# How Embeddings Work Under the Hood

## 1. The Journey from Text to Numbers

Embeddings transform text into numbers through several steps:

1. **Tokenization**: Breaking text into smaller pieces
   - Words: "hello world" → ["hello", "world"]
   - Subwords: "playing" → ["play", "##ing"]
   - Characters: For languages like Chinese

2. **Token IDs**: Each token gets mapped to a number
   - Example: "hello" → 15234
   - These mappings are stored in the model's vocabulary

3. **Neural Network Processing**:
   - Tokens pass through multiple transformer layers
   - Each layer learns different aspects (syntax, semantics, context)
   - Final layer outputs the embedding vector

4. **Vector Space**: The final embedding places similar meanings close together
   - Each dimension captures different semantic features
   - Typical sizes: 384, 768, or 1024 dimensions

In [None]:
from transformers import AutoTokenizer
from sentence_transformers import SentenceTransformer
import numpy as np

# 1. Tokenization
tokenizer = AutoTokenizer.from_pretrained('sentence-transformers/all-MiniLM-L6-v2')
text = "I love machine learning"
tokens = tokenizer.tokenize(text)
token_ids = tokenizer.encode(text)

print("Original text:", text)
print("Tokens:", tokens)
print("Token IDs:", token_ids)

# 2. Getting Embeddings
model = SentenceTransformer('all-MiniLM-L6-v2')
embedding = model.encode(text)

print("\nEmbedding shape:", embedding.shape)
print("First 5 dimensions:", embedding[:5])

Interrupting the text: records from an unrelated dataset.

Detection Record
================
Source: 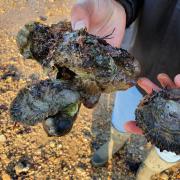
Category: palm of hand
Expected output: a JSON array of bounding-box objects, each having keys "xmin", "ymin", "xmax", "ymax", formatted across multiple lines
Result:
[{"xmin": 72, "ymin": 0, "xmax": 126, "ymax": 47}]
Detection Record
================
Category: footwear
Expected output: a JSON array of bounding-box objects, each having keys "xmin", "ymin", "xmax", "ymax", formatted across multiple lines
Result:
[
  {"xmin": 92, "ymin": 126, "xmax": 130, "ymax": 167},
  {"xmin": 136, "ymin": 147, "xmax": 177, "ymax": 180}
]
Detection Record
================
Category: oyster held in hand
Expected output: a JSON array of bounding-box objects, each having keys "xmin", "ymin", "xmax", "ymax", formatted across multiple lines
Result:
[
  {"xmin": 136, "ymin": 88, "xmax": 180, "ymax": 154},
  {"xmin": 11, "ymin": 22, "xmax": 140, "ymax": 136}
]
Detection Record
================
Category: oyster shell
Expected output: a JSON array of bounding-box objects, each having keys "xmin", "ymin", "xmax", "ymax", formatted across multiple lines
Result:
[
  {"xmin": 135, "ymin": 88, "xmax": 180, "ymax": 154},
  {"xmin": 10, "ymin": 22, "xmax": 140, "ymax": 136}
]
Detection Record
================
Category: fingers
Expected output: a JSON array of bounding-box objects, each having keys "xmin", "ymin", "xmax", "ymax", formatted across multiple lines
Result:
[
  {"xmin": 157, "ymin": 73, "xmax": 176, "ymax": 88},
  {"xmin": 137, "ymin": 77, "xmax": 160, "ymax": 94},
  {"xmin": 71, "ymin": 1, "xmax": 90, "ymax": 30},
  {"xmin": 174, "ymin": 74, "xmax": 180, "ymax": 88},
  {"xmin": 124, "ymin": 121, "xmax": 143, "ymax": 134}
]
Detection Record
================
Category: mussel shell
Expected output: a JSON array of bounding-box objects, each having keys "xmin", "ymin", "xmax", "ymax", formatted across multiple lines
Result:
[{"xmin": 43, "ymin": 113, "xmax": 77, "ymax": 136}]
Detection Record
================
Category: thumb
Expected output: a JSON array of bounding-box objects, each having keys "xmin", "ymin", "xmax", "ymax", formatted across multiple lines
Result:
[{"xmin": 71, "ymin": 3, "xmax": 90, "ymax": 30}]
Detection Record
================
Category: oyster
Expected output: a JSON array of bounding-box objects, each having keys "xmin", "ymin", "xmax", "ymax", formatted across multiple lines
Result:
[
  {"xmin": 10, "ymin": 22, "xmax": 140, "ymax": 136},
  {"xmin": 135, "ymin": 88, "xmax": 180, "ymax": 154}
]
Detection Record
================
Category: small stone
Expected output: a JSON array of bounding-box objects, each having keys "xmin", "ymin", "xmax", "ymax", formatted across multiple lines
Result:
[
  {"xmin": 39, "ymin": 16, "xmax": 47, "ymax": 21},
  {"xmin": 160, "ymin": 173, "xmax": 169, "ymax": 180},
  {"xmin": 49, "ymin": 142, "xmax": 56, "ymax": 148},
  {"xmin": 2, "ymin": 172, "xmax": 11, "ymax": 180},
  {"xmin": 0, "ymin": 134, "xmax": 6, "ymax": 143},
  {"xmin": 57, "ymin": 144, "xmax": 62, "ymax": 149},
  {"xmin": 15, "ymin": 162, "xmax": 30, "ymax": 175},
  {"xmin": 0, "ymin": 104, "xmax": 8, "ymax": 111}
]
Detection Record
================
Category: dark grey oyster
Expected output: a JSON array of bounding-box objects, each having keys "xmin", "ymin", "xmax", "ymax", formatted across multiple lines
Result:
[
  {"xmin": 10, "ymin": 22, "xmax": 140, "ymax": 136},
  {"xmin": 136, "ymin": 88, "xmax": 180, "ymax": 154}
]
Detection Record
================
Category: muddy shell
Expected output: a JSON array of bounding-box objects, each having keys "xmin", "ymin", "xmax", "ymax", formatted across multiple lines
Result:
[
  {"xmin": 10, "ymin": 21, "xmax": 140, "ymax": 136},
  {"xmin": 17, "ymin": 22, "xmax": 140, "ymax": 92},
  {"xmin": 135, "ymin": 88, "xmax": 180, "ymax": 154},
  {"xmin": 10, "ymin": 80, "xmax": 80, "ymax": 125}
]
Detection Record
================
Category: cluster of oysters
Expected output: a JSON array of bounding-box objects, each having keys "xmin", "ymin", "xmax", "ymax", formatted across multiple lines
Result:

## 2. Understanding Embedding Dimensions

Each dimension in an embedding vector captures different semantic features:
- Word types (noun, verb, etc.)
- Topics (technology, nature, etc.)
- Sentiment (positive, negative)
- And many other abstract features

The more dimensions, the more nuanced the representation, but also:
- More computational cost
- More storage needed
- Risk of overfitting

#### Let's see how embeddings group similar concepts


In [None]:
import matplotlib.pyplot as plt
from sklearn.decomposition import PCA

# Create word groups with clear relationships
words = {
    'food': ['pizza', 'burger', 'pasta', 'sushi'],
    'drinks': ['coffee', 'tea', 'juice', 'water'],
    'colors': ['red', 'blue', 'green', 'yellow']
}

# Get embeddings for all words
all_words = [word for group in words.values() for word in group]
embeddings = model.encode(all_words)

# Reduce to 2D for visualization
pca = PCA(n_components=2)
embeddings_2d = pca.fit_transform(embeddings)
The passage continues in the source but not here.